Seriously? All about him. Not once a note of apology to Monica, who, but for the dress, would have been dead and buried forever—just another ‘crazy girl.’ When I look now at the young woman we all debased all those years ago, I say we should all join hands and appreciate her entry into the circle of sisterhood. I would take a moment to thank her for not crawling into a hole of obscurity—which no one would have blamed her for doing. Instead, she made amends for her part in it all, and in doing so rose above the others, who we can safely say are still in the mud. Thanks, Monica. I salute you.

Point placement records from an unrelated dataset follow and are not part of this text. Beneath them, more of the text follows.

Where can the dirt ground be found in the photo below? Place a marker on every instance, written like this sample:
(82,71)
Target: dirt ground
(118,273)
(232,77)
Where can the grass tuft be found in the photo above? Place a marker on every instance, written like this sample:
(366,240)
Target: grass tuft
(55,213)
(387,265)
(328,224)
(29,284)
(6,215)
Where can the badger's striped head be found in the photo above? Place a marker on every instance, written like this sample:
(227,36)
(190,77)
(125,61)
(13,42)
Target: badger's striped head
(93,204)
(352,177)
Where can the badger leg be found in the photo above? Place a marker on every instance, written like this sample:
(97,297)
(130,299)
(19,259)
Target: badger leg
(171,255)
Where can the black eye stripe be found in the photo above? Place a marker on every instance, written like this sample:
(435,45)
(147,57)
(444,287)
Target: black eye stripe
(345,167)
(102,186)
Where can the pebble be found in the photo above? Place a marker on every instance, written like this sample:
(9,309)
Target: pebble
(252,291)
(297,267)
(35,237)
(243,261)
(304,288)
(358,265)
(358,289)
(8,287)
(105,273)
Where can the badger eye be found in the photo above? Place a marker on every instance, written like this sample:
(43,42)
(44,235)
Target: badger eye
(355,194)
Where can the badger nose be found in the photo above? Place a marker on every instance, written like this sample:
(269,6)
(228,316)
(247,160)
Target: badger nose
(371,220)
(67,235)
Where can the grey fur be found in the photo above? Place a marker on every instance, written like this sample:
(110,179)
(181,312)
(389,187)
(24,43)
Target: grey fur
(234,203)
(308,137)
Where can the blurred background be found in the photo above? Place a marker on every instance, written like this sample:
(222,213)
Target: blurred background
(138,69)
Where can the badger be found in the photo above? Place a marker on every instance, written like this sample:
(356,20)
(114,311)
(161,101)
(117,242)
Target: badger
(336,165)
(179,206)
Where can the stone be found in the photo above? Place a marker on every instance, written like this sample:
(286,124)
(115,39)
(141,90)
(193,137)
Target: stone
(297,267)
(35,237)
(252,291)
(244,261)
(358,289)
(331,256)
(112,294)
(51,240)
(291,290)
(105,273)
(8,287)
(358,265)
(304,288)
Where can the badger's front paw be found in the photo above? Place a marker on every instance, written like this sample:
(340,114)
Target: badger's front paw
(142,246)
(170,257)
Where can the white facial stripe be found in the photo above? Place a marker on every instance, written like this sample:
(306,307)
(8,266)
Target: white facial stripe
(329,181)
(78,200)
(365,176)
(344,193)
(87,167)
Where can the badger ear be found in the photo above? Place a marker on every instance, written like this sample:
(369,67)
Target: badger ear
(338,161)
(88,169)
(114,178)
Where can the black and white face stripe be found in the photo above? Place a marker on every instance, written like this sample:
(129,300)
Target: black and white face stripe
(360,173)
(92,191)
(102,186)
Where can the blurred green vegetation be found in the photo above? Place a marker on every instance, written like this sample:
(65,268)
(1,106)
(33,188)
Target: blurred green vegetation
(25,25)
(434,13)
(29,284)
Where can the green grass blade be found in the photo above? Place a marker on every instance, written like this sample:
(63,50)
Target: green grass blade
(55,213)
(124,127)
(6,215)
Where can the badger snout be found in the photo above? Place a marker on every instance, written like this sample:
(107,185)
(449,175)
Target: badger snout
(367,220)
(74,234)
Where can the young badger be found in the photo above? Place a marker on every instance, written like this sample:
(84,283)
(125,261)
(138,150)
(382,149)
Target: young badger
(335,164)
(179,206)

Love this. I agree 100% and have always had enormous respect for Monica Lewinsky in how she handled a completely humiliating experience that was paraded in front of the world for political and entertainment value. I had never considered the sexual harrassment aspect of Ken Starr's punishing inquisition, but it makes complete sense. She was clearly the victim, and they cornered her like mongoose on a small bird. But turns out, she wasn't a small bird. She was a Harpy Eagle, carrying more than was imaginable under the circumstances, with grace and unbelievable strength. Like you, I would have folded like a paper airplane the minute I got the call. They were bullies in the schoolyard, a freshman hazing of outrageous proportions. Just because they could. It is amazing to me that more people don't recognize her character and her talents and hail her as an example or how to survive hard things. She made a mistake that thousands of young women have made, she just made it in a fishbowl (and let's be real, it's not like it never happened before in that very house). I love the quotes--want to read that whole article. Thanks for writing this, Christine!